When visiting San Eli, you might want to stop by Pistoleros near the plaza. Built in the late 1970s, the restaurant also doubles as a venue. It has a mini theatre that lends itself perfectly for dinner theater presentations.

Ghosts appear on and off at Pistoleros; they walk between people, they take the stage as footsteps and clothes are heard rustling along with sounds of applause when no one is around.

A few years back, during a ghost tour, the Paso del Norte Paranormal Society captured three consecutive photos of an attendee standing at the back of the theatre.

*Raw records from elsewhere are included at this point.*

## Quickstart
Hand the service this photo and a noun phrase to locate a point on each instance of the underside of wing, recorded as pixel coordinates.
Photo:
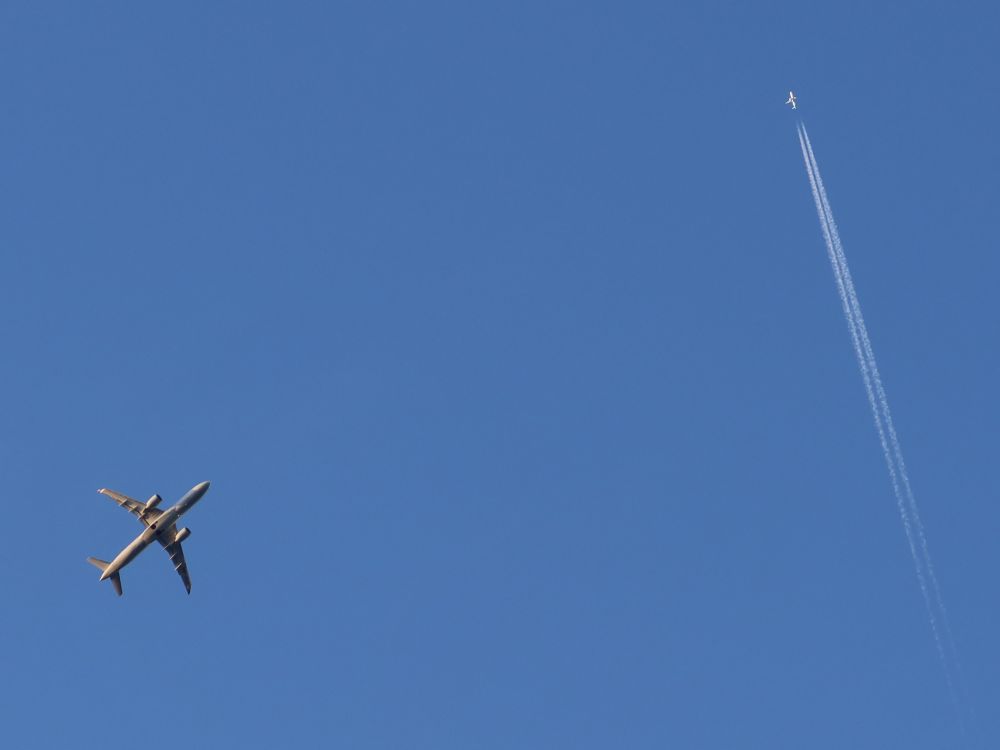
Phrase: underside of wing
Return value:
(137, 509)
(176, 553)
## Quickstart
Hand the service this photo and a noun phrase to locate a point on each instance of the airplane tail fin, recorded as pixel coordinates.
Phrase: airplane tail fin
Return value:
(116, 580)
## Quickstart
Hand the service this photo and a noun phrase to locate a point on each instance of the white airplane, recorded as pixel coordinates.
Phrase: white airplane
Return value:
(160, 526)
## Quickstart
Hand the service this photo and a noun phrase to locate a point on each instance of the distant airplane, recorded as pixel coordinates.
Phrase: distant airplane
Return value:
(160, 526)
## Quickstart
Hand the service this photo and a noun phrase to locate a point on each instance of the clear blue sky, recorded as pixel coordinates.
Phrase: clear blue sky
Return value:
(506, 336)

In the last picture, a hand is visible near the lady's left shoulder and the expression of fright on her face.

#2 Los Portales Museum and Visitor Center


Los Portales used to be a school way back in the day, but now it's a public museum and probably one of the most haunted. Stories tell that a little girl appears now and then and once stepped out of the shadows, emerging to a group during a recent ghost hunt only to disappear back into the darkness leaving behind a cold spot and freaking out everyone present.

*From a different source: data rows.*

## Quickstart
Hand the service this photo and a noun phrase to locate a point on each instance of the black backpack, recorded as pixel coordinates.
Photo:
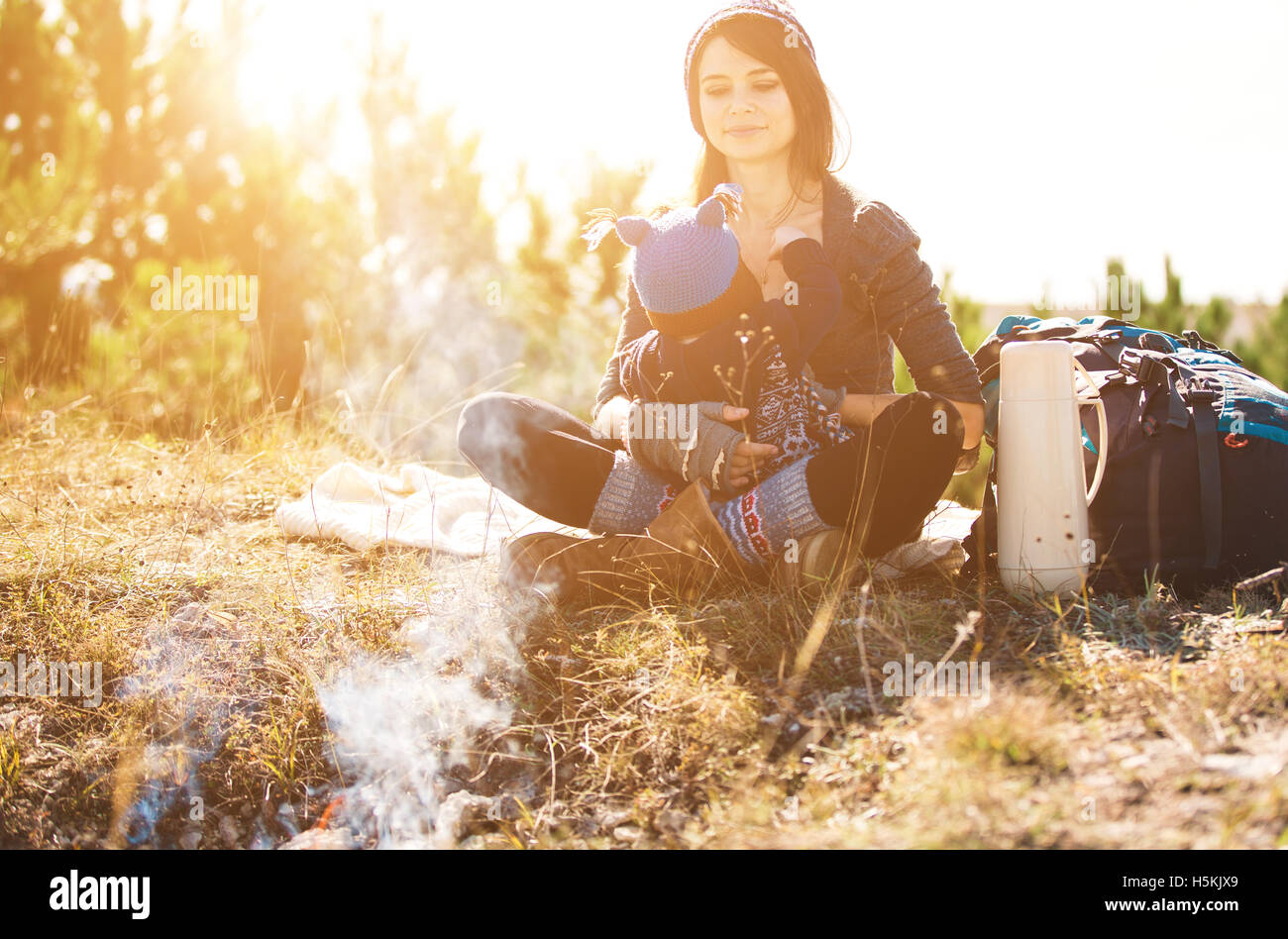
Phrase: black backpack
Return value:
(1196, 480)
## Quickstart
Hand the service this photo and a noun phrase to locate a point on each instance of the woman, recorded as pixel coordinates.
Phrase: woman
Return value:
(758, 101)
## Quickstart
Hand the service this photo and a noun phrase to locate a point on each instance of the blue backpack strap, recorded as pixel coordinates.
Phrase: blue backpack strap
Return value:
(1201, 394)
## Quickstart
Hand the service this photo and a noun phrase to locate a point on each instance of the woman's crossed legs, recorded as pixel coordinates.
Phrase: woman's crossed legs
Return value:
(881, 482)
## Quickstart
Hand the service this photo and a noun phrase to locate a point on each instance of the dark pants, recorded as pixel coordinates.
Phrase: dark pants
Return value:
(884, 480)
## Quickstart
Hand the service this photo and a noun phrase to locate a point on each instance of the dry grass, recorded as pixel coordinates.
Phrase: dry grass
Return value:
(1113, 723)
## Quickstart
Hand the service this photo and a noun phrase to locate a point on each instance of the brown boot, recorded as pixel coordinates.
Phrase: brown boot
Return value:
(684, 552)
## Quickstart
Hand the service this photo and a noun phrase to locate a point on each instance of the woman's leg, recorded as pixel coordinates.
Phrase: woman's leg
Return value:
(552, 463)
(879, 484)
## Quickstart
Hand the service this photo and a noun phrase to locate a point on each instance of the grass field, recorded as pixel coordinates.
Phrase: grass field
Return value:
(258, 690)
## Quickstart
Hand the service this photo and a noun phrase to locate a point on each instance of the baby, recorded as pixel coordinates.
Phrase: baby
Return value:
(715, 338)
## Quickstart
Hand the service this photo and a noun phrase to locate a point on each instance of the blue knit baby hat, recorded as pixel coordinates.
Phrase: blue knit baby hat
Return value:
(683, 262)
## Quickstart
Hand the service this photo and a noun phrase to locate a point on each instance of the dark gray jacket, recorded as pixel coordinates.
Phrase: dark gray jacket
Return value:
(890, 300)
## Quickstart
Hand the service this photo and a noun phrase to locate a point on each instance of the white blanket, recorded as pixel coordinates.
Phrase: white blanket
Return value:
(464, 515)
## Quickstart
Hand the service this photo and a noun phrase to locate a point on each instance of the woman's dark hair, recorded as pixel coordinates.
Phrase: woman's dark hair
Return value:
(815, 141)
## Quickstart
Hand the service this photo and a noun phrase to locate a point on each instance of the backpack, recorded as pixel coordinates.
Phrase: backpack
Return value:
(1196, 480)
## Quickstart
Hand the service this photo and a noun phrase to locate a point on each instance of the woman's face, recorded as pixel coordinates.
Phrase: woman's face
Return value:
(743, 104)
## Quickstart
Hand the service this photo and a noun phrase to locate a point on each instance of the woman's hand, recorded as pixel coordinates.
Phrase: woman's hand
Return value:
(742, 462)
(613, 417)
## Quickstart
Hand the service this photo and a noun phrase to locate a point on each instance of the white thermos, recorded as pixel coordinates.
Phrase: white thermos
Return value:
(1042, 497)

In another instance, the Paso del Norte Paranormal Society captured audio of a female signing with an EVP - (electronic voice phenomenon) device.

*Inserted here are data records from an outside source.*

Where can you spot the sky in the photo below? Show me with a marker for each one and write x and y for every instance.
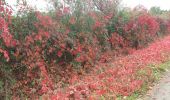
(163, 4)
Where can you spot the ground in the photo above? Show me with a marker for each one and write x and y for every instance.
(161, 89)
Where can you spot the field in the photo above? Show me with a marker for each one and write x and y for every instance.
(87, 50)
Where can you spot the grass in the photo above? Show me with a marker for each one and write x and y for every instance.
(157, 73)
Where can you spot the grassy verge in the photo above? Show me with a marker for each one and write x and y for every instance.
(157, 73)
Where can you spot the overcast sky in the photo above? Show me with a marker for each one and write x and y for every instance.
(163, 4)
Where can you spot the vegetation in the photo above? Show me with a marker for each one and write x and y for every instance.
(44, 54)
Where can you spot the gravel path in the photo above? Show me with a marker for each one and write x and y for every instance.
(160, 91)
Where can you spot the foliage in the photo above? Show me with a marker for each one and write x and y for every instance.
(45, 51)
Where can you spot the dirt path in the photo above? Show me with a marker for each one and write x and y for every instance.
(161, 90)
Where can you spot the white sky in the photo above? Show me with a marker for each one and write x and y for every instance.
(163, 4)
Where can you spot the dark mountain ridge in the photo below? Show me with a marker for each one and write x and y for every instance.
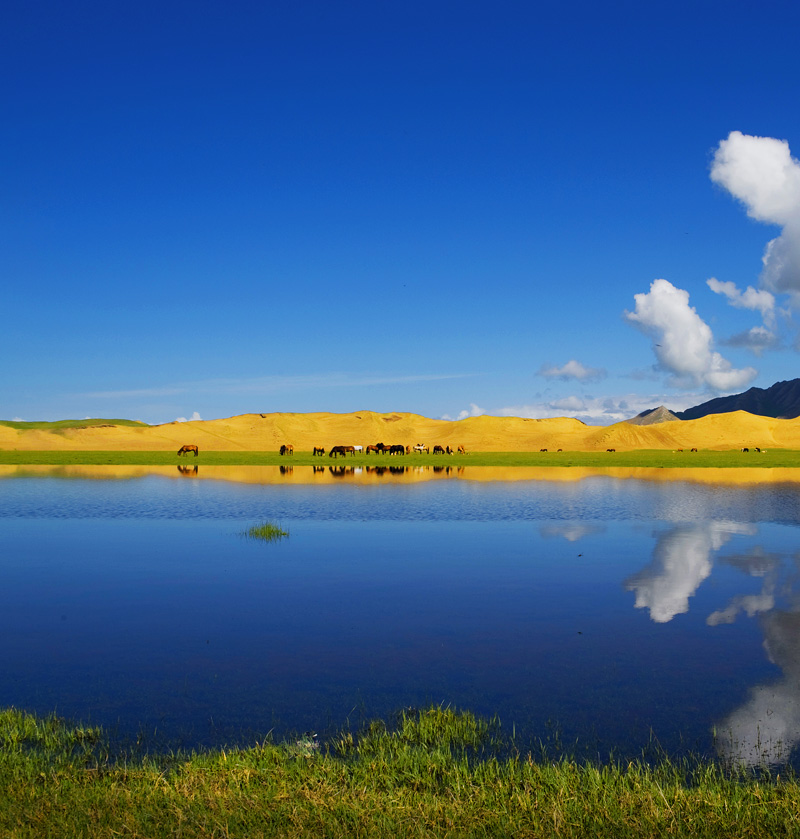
(781, 401)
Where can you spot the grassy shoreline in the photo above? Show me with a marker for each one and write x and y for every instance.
(431, 773)
(653, 458)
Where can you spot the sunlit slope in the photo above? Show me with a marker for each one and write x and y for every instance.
(267, 432)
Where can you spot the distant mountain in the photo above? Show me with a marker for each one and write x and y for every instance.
(781, 401)
(654, 415)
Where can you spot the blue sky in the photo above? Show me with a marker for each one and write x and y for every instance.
(448, 208)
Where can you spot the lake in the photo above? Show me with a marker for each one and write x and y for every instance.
(598, 611)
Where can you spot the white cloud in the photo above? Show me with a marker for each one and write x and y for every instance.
(757, 339)
(474, 411)
(572, 370)
(682, 340)
(604, 410)
(750, 298)
(762, 174)
(681, 561)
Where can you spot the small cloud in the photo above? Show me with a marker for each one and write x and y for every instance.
(604, 410)
(750, 298)
(572, 370)
(682, 340)
(474, 411)
(757, 340)
(762, 174)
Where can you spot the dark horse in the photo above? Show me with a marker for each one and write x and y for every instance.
(342, 450)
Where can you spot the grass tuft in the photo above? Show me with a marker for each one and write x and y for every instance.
(266, 532)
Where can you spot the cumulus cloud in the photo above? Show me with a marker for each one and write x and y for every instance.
(682, 340)
(474, 411)
(195, 417)
(682, 559)
(757, 339)
(603, 410)
(751, 298)
(572, 370)
(762, 174)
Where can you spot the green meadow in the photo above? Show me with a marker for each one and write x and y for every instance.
(653, 458)
(434, 772)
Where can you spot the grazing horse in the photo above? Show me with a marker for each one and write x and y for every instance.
(341, 450)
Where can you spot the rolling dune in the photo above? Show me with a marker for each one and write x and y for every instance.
(267, 432)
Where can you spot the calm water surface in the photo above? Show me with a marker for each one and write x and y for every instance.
(600, 612)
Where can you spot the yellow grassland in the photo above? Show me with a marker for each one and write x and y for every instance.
(267, 432)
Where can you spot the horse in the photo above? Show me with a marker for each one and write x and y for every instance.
(341, 450)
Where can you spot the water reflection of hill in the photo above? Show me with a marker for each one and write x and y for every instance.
(410, 474)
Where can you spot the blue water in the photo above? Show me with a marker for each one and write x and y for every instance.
(601, 613)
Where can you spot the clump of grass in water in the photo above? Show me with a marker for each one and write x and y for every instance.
(266, 532)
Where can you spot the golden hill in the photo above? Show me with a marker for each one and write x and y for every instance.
(267, 432)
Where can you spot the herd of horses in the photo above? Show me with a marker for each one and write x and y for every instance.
(382, 448)
(385, 448)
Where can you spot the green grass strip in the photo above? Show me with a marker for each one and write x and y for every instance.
(432, 775)
(652, 458)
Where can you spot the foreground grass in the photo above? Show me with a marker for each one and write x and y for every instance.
(653, 458)
(433, 774)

Visitors have also claimed to experience scratches and whip marks on their bodies after spending time in the building, while others have seen shadowy figures move about the museum at night.

#3 - Haunted Field


Next to the Presidio Chapel and a public park is an open field that was the original cemetery for the chapel in the late 1890s. Locals talk about seeing ghostly images around that same field as over 200 bodies remain today.

#4 - Ellis Home


Charles Ellis was a prominent merchant killed during the Salt War of 1877; only a wing of his large adobe hacienda remains today. But don't kid yourself because while it's a historical treasure, it's also very haunted as people have claimed to see the shadow of a man that roams the premises.

#5 - Hanging Tree


The oldest and largest pecan tree in the valley lives in San Elizario, and to the locals, it's known as the Hanging Tree because it was the tree where prisoners would hang for their crimes. Locals also talk about shadowy figures spotted near the giant pecan tree and faces appearing in photos between the leaves.

During my recent visit, I captured a photo that seems to show a ghostly image appearing along the tree's trunk after taking three consecutive pictures in the dark with no flash. And yes, it was rather creepy standing out there in the darkness.

#6 - Old County Jail


The old county jail was built in 1850 and was made famous thanks to Billy, the Kid, after breaking into the prison to rescue a friend and then locking the guard in the cell and throwing away the keys. While the infamous jail still stands today as a museum, it's also the site of many haunts.

At night locals say they hear noises and knocks coming from inside the jail, and gaunt faces appear in photos taken by visitors.

#7 - Haunted Convent


Many years ago, the Presidio Chapel and a convent were once attached – today, that convent is now a private residence. However, it is also well known that after the convent had long closed, fetuses and baby stillborns were discovered buried in the convent's adobe walls.

While San Eli is a treasure trove of historical importance, it's also full of strange paranormal activity, making our list one of the most Haunted El Paso locations on the borderland.